Earles didn’t know what the injection was for, but he didn’t believe Mac was in good enough shape to undergo therapy to treat lesions on his head, face and neck caused by his inflammatory lung disease, sarcoidosis.For the last 20 years, Earles said he had treated the lesions — involving injecting medications into the skin — regularly, sometimes weekly.

After that, Earles recalled giving Mac a physical exam that determined the actor had a “low-grade fever, was wheezing, was breaking out in a rash, and his heart started beating faster.”

“It seemed to me he was having a drug reaction to whatever the doctor gave him at Northwestern that day.”

Earles stabilized Mac, giving him medications to stop the drug reactions.

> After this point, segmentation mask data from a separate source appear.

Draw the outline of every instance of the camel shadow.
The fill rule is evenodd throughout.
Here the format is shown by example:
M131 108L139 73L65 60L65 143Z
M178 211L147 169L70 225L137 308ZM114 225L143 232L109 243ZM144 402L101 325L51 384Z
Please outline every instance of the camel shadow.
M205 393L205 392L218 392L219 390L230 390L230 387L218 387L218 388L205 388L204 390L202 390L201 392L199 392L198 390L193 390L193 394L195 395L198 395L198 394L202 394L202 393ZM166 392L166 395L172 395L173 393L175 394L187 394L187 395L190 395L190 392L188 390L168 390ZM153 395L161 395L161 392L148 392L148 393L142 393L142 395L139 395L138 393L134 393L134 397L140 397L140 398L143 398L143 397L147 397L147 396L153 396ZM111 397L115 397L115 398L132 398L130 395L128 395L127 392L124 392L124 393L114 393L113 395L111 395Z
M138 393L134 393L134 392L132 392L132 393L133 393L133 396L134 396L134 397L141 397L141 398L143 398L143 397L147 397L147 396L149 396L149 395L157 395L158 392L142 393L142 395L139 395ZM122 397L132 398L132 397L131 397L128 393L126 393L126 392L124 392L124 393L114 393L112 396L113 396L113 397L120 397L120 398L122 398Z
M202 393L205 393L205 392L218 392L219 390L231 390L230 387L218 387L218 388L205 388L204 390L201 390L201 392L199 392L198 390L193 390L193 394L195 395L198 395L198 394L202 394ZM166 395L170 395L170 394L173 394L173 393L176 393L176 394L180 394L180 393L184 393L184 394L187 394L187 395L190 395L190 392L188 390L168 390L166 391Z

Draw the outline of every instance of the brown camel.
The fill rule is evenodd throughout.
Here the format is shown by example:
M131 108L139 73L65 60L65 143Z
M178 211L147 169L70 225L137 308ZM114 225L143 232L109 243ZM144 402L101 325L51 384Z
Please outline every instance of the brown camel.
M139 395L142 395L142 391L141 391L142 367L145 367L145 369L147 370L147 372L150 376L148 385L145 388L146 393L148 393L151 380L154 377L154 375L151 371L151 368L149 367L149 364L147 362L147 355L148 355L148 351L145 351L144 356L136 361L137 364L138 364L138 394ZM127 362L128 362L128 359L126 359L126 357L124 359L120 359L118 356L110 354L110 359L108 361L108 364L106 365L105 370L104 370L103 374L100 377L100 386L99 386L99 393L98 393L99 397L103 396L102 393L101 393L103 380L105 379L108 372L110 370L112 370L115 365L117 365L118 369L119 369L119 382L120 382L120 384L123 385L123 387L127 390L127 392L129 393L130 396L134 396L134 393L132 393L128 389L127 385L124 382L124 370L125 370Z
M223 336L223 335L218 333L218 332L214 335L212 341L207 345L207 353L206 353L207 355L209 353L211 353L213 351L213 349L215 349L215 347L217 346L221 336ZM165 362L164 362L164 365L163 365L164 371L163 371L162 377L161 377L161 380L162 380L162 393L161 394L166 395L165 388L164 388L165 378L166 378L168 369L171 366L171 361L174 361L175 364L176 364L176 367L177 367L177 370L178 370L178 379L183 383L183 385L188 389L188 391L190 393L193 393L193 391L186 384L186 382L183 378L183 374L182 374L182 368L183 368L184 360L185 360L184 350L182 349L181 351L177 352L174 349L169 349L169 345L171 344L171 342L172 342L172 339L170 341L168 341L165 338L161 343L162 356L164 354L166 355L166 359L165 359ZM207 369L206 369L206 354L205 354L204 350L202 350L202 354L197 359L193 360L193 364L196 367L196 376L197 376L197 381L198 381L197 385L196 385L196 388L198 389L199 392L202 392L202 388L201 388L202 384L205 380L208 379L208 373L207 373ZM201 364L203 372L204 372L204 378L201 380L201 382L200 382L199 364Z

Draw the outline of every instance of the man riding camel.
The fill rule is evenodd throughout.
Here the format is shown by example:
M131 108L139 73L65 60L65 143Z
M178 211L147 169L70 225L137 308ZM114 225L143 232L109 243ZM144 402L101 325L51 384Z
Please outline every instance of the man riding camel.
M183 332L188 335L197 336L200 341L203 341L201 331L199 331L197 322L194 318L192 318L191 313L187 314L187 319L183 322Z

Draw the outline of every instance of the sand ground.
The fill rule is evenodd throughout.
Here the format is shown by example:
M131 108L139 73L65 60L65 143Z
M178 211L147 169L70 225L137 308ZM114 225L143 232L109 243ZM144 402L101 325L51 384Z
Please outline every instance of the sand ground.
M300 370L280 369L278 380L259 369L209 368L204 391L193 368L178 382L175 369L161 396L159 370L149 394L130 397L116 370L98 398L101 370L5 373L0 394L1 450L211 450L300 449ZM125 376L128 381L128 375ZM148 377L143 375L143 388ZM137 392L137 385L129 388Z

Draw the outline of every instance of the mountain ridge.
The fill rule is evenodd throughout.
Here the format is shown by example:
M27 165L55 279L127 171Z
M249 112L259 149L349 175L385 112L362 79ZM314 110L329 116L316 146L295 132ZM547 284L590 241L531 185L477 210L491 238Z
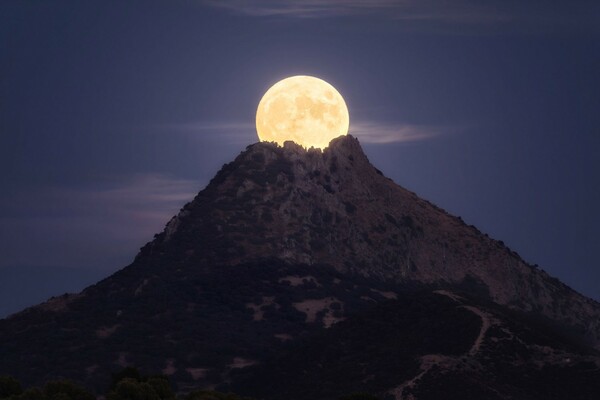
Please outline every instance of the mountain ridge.
M483 350L471 354L470 347L461 347L466 361L446 355L434 358L453 361L432 364L435 341L462 343L461 323L447 332L444 325L456 321L439 312L457 298L470 299L454 307L466 310L457 318L472 328L468 335ZM404 312L405 325L386 327L381 319ZM520 322L510 322L512 312ZM486 313L499 322L489 323ZM422 352L388 337L386 350L361 336L376 354L397 351L394 363L412 368L411 379L465 378L467 363L482 379L502 382L497 387L502 391L510 365L528 373L556 366L552 373L567 377L579 364L600 365L597 352L585 347L598 348L599 316L597 302L386 178L352 136L334 139L323 151L291 142L257 143L223 166L129 266L81 293L0 320L0 373L26 383L66 377L101 390L111 371L137 365L171 376L183 391L252 392L256 388L243 389L248 376L252 381L277 370L293 373L293 366L282 369L285 357L300 357L289 346L308 343L304 351L312 354L319 343L351 338L348 329L362 329L352 321L363 318L389 337L405 335L420 343L415 349ZM492 329L484 329L486 321ZM428 326L442 329L448 339L428 332ZM419 329L411 332L413 327ZM544 339L544 331L556 329L561 339ZM339 352L363 357L356 346ZM504 357L505 348L516 352ZM525 355L531 360L523 360ZM489 363L494 357L506 358L502 368ZM560 357L573 362L563 365ZM303 360L309 369L318 367ZM413 390L399 380L407 371L398 370L394 378L393 371L373 363L363 372L350 366L348 373L396 399ZM325 376L334 373L335 363L324 365L333 368ZM367 373L370 368L376 372ZM540 371L539 379L546 379ZM373 374L379 386L368 383ZM425 390L415 385L409 385L415 393ZM279 398L290 387L265 398ZM528 390L527 383L513 389L506 396ZM523 398L537 398L531 396Z
M230 171L232 166L235 171ZM276 198L281 193L273 189L277 185L288 185L285 197ZM229 246L226 254L232 264L251 261L252 252L265 252L288 262L311 264L316 259L340 271L367 271L368 275L382 279L425 283L483 280L494 301L521 311L541 312L571 325L586 325L588 318L583 314L589 312L600 316L600 304L595 300L526 263L503 242L489 238L460 217L448 214L384 177L369 162L358 140L350 135L334 139L322 152L305 150L293 142L283 147L270 143L251 145L233 163L224 166L201 193L212 196L215 190L220 195L218 201L229 201L228 206L236 212L243 211L249 202L256 213L251 218L240 216L245 218L242 224L225 222L229 229L236 227L227 234L240 239ZM203 201L197 196L188 208L184 207L157 240L168 242L181 221L189 217L194 202ZM203 204L217 210L224 207L214 202ZM306 204L312 204L313 208L302 208ZM303 214L288 215L287 210ZM280 218L271 224L269 219L274 211ZM218 246L219 238L225 237L219 233L223 226L212 223L215 237L209 245ZM335 230L323 229L323 225L329 224L335 225ZM248 243L251 236L243 235L244 229L252 225L267 226L270 231L260 233L266 235L261 244L275 245L257 249L256 244ZM424 227L427 232L423 232ZM303 230L309 234L300 234ZM311 235L312 232L316 235ZM396 243L390 243L390 235ZM157 245L157 240L149 244L150 249ZM250 251L250 256L235 253L232 248L238 252ZM143 254L144 250L139 256ZM346 264L352 260L359 267L344 265L340 260ZM565 297L577 304L583 313L580 318L561 313L564 307L561 299ZM583 329L597 346L600 325Z

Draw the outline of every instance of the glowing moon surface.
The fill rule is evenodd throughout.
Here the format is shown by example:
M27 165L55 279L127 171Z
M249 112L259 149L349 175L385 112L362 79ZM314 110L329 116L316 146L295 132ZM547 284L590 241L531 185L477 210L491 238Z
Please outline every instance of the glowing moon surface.
M256 111L256 131L263 142L280 146L292 140L305 148L324 149L346 135L350 124L342 95L312 76L283 79L264 94Z

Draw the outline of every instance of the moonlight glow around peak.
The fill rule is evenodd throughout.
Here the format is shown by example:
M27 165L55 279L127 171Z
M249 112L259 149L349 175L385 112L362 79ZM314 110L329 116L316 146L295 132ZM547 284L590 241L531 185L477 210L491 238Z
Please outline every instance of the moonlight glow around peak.
M271 86L258 104L256 131L263 142L292 140L306 148L324 149L346 135L350 124L342 95L312 76L292 76Z

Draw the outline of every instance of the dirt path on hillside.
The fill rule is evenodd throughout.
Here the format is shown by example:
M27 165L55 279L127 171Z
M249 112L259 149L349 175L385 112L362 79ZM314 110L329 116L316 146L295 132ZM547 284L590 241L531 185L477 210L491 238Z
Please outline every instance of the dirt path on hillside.
M477 339L475 339L475 342L473 342L473 346L471 346L471 349L469 350L469 355L474 356L475 354L479 353L479 349L481 348L481 343L483 343L483 340L485 339L485 335L487 334L488 329L490 329L490 327L492 326L492 319L488 313L482 311L481 309L479 309L477 307L473 307L473 306L463 306L463 307L466 308L467 310L471 311L473 314L478 315L479 318L481 318L481 329L479 330L479 335L477 336Z
M481 328L479 329L479 334L477 335L477 338L471 345L471 348L469 349L469 351L467 351L467 353L465 353L465 354L468 354L470 357L475 356L477 353L479 353L479 350L481 349L481 345L482 345L483 341L485 340L485 336L486 336L488 330L495 323L492 316L490 314L488 314L487 312L485 312L475 306L464 305L463 301L465 299L463 297L458 296L455 293L450 292L450 291L437 290L434 293L439 294L441 296L449 297L454 302L458 303L460 305L460 307L463 307L463 308L469 310L470 312L472 312L473 314L475 314L479 318L481 318ZM433 368L434 366L438 366L438 367L445 368L445 369L450 369L450 368L454 367L458 363L458 361L459 361L459 357L450 357L450 356L445 356L442 354L424 355L421 357L421 365L420 365L421 371L417 375L415 375L412 379L409 379L409 380L403 382L401 385L391 389L388 393L391 394L392 396L394 396L394 398L396 400L414 400L415 398L412 394L407 394L407 395L404 394L406 389L413 388L415 386L415 384L417 383L417 381L419 379L421 379L423 376L425 376L425 374L427 374L431 370L431 368Z

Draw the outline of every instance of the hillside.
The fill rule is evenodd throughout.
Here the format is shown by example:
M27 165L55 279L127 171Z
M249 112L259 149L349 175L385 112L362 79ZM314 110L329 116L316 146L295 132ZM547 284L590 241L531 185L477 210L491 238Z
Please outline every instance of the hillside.
M267 399L454 386L537 399L542 384L562 393L560 378L586 398L599 317L598 303L384 177L355 138L323 152L258 143L131 265L1 320L0 374L102 391L135 365L181 391Z

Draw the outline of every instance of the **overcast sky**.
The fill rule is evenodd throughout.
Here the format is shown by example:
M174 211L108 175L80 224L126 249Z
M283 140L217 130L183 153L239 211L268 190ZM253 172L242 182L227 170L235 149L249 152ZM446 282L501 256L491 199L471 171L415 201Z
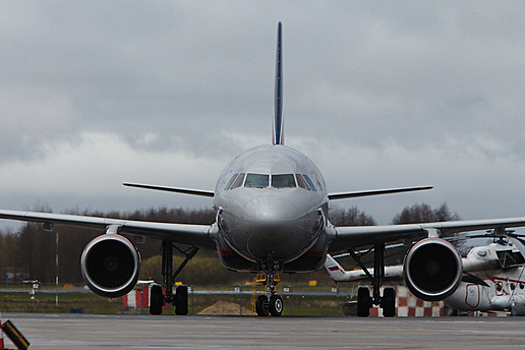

During that time, Earles said he called Mac’s doctor either at or affiliated with Northwestern Memorial Hospital, who revealed Mac had been diagnosed with bilateral pneumonia — that is, pneumonia in both lungs, Earles said.

The doctor, Earles recalled, believed Mac was to be admitted to the hospital. Earles got off the phone and went straight to his patient.

“I said ‘Bernie, get up, you’ve got to go to the hospital,’ ” Earles said.

Mac was able to walk out of the clinic, just after 10 p.m., and climbed into a chauffeur-driven vehicle that whisked him to the hospital, Earles said.

Mac, whose given name was Bernard McCullough, died from complications related to pneumonia on Aug. 9, 2008, at age 50.

The 69-year-old Earles said Mac’s death has been tough on him.

“It was entirely devastating. Look, Bernie was my patient. Bernie was my friend. We became extremely close — we were like brothers.”

He said he doesn’t know how to respond to the negligence accusations in the suit because he believed he took good care of Mac.

“He didn’t die the next day, he didn’t die in two days. He died in two weeks and he got over his original strain of pneumonia. He got another strain of pneumonia while he was in the hospital.”

Mac’s wife is seeking at least $50,000.